Log Date: Saturday, Jul 21, 2018
Entry By: Turks & Caicos Aggressor Crew


Turks & Caicos Aggressor II Captain’s Log

21-28 July 2018

Turks & Caicos Islands

Our Conditions

Air temperature: 78° - 84° F

Water temperature: 82°F

Visibility: 75+ feet

Thermal recommendation: 3mm full wetsuit


Our Crew

Captain: Amanda Smith

2nd Captain: Alex Brett

Engineer: Rob Smith

Chef: Chace Gadreau

Chef: Caleb Dudley

Instructor/video pro: Kenley Williams



Our Guests

Rick & Inessa, Chris & Dennis, Walt & Elizabeth, Melissa & Mike, Cindee & Charlie, Sharon & Rick, Steve & Mary, Rick, Steve, Dave


Our Dive Sites

Sunday: Pinnacles, Grace Bay & Amphitheater, NW Point

Monday: The Dome, NW Point & Boat Cove, West Caicos

Tuesday: Driveway & Spanish Anchor, West Caicos

Wednesday: Gullies & Magic Mushroom, West Caicos

Thursday: Elephant Ear Canyon, West Caicos & Eel Garden, NW Point

Friday: Shark’s Hotel, NW Point


Our Week


We shoved off the dock at first light on Sunday and made the short hop over to Pinnacles in Grace Bay. A beautiful site characterized by long coral canyons that lead out towards the dropoff, this made an excellent way to start off our week of diving. Our divers enjoyed huge lobsters, baby reef sharks, and schools upon schools of colorful juvenile fishes circling in the shallows. Over lunch, we shifted along to Amphitheater around at the Northwest Point of Providenciales. The wall here is much more dramatic and features a dramatic circular cutout from which the site gets its name. We had several friendly hawksbill turtles that allowed us to get up close and personal while they meandered along the reef crest enjoying their lunch. In addition to the turtles, we had our usual friendly reef sharks and yellow-headed jawfish.

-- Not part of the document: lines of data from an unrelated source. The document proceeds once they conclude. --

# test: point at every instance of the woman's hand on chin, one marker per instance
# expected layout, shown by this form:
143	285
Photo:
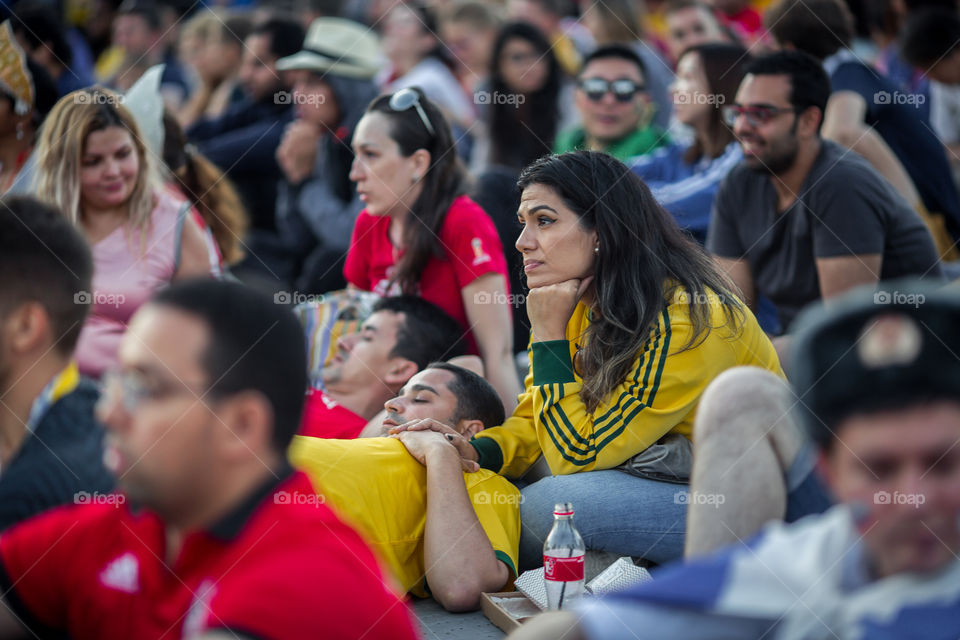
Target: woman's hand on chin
549	307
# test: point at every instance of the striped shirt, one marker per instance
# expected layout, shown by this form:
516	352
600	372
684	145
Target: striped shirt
659	396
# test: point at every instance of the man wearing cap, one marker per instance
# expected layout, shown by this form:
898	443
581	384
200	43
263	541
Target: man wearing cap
878	382
317	203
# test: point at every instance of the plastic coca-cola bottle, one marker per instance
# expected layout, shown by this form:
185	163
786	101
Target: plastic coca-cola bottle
563	554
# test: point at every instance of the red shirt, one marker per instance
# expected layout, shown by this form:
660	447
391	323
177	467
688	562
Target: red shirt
282	565
323	417
471	249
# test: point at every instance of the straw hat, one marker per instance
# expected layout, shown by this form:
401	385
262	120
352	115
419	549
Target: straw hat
337	46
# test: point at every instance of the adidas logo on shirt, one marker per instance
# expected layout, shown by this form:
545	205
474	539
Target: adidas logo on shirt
122	574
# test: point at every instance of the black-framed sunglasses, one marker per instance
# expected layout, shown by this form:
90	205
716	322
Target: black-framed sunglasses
406	98
756	115
623	90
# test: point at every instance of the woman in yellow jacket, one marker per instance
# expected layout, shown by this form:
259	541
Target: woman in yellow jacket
630	322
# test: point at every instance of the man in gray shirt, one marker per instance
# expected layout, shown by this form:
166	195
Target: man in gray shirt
801	218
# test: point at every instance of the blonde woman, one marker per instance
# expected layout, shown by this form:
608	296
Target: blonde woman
93	165
212	45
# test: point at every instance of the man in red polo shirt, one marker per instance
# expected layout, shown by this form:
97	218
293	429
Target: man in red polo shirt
214	535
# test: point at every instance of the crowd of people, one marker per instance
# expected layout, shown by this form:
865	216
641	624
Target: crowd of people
685	264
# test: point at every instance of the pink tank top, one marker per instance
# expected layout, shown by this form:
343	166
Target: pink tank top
124	277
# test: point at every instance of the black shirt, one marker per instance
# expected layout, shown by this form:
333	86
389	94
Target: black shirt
844	208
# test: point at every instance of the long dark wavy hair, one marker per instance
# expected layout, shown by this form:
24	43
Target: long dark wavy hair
519	134
643	259
444	181
724	66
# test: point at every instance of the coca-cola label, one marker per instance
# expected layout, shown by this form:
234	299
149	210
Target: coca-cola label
563	569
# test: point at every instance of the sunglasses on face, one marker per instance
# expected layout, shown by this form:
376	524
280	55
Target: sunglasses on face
623	90
756	116
406	98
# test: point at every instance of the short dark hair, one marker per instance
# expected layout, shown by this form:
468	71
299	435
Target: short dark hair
286	35
476	398
255	345
818	27
809	84
929	35
43	258
618	51
428	332
146	10
556	7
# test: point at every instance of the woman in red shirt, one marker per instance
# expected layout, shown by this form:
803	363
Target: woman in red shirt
419	233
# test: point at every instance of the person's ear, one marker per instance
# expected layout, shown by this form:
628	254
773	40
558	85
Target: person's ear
420	161
399	371
809	121
469	428
27	327
245	424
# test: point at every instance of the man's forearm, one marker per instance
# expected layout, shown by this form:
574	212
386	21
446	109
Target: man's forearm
459	560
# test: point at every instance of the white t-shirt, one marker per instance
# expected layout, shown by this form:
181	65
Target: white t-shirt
945	112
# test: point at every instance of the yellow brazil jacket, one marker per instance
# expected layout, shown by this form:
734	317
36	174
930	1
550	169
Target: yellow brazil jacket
659	395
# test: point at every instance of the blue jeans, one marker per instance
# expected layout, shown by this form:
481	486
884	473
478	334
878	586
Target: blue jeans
614	511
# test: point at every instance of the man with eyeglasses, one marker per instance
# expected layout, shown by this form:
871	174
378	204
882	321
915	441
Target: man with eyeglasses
214	534
801	218
614	107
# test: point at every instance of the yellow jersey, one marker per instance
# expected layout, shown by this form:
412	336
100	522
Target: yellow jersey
379	488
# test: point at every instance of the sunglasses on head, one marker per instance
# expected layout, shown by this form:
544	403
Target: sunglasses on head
406	98
623	90
756	116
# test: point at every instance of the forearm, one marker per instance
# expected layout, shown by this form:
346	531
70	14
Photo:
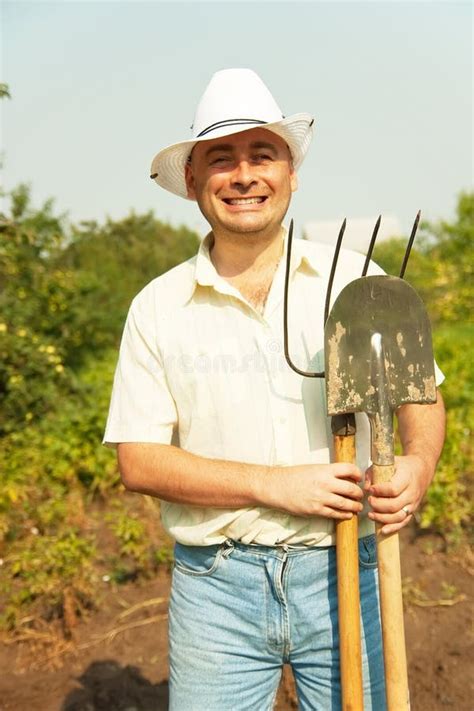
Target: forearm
172	474
422	432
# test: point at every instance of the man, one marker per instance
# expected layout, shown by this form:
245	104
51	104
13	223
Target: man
208	417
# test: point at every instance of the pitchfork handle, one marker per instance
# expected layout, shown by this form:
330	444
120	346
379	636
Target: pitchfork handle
347	552
391	609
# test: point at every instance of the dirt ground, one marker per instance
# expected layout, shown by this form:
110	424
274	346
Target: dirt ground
117	658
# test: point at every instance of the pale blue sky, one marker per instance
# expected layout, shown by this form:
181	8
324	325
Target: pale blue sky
99	87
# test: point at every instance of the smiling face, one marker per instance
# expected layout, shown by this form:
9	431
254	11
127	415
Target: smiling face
243	182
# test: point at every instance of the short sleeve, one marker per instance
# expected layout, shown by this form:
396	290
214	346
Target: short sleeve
142	408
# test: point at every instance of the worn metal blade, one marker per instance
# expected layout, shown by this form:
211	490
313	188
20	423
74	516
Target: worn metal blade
390	307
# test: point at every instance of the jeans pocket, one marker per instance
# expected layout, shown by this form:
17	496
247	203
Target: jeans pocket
197	560
368	552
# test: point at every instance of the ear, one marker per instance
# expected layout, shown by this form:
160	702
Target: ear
189	178
293	180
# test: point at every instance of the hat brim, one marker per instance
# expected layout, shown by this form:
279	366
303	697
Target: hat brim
167	168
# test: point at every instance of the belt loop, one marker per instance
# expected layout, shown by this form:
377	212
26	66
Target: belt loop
228	547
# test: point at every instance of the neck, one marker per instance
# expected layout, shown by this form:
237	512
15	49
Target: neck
237	255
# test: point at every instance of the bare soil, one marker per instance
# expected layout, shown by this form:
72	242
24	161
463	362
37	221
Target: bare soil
116	659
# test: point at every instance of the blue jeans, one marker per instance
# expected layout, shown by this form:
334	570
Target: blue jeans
238	613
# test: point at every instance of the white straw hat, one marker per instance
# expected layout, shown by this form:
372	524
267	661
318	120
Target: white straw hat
235	100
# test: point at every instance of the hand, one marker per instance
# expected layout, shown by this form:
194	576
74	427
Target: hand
394	503
317	490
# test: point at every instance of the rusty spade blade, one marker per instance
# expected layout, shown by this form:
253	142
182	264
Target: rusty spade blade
378	354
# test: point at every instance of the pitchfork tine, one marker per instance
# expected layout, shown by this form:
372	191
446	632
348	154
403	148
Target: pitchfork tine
333	269
286	349
371	246
410	244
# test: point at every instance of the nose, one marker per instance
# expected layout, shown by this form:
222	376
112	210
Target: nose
242	175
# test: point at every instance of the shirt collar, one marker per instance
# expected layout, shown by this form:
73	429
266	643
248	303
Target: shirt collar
205	273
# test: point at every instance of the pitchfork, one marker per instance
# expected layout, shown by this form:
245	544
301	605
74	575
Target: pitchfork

            First thing on Monday, we made a short hop down the line to The Dome. A site that owes its notoriety to a dome structure built for a French reality TV show back in 80’s. Though the dome itself has been rearranged by hurricanes, the site is a fantastic spot to explore. The dome itself is covered in old worm tubes, which are home to secretary blennies, while the inside of the dome provides protection for schools of grunts and schoolmasters. Our friendly resident seahorse eluded us this week, but almost exactly in its place we found an adorable juvenile trunkfish! About the size and shape of a marble, this tiny fish provided endless entertainment for our macro photographers while the rest of the divers continued to explore the dome and the nearby coral nursery. While everyone feasted on another delicious lunch from Chace and Caleb, we transited further South down to West Caicos. Our afternoon began with a lovely meander down the walls of Boat Cove, a site named for the nearby small boat landing on West Caicos. It was a relaxing afternoon full of reef sharks, hawksbill turtles, and more macro life than you can shake a stick at. The night dive was no different. The black jacks were out in force keeping the divers company, and our brave fluoro divers spotted several peacock flounder, which are particularly exciting as they fluoresce a brilliant orange under the UV light.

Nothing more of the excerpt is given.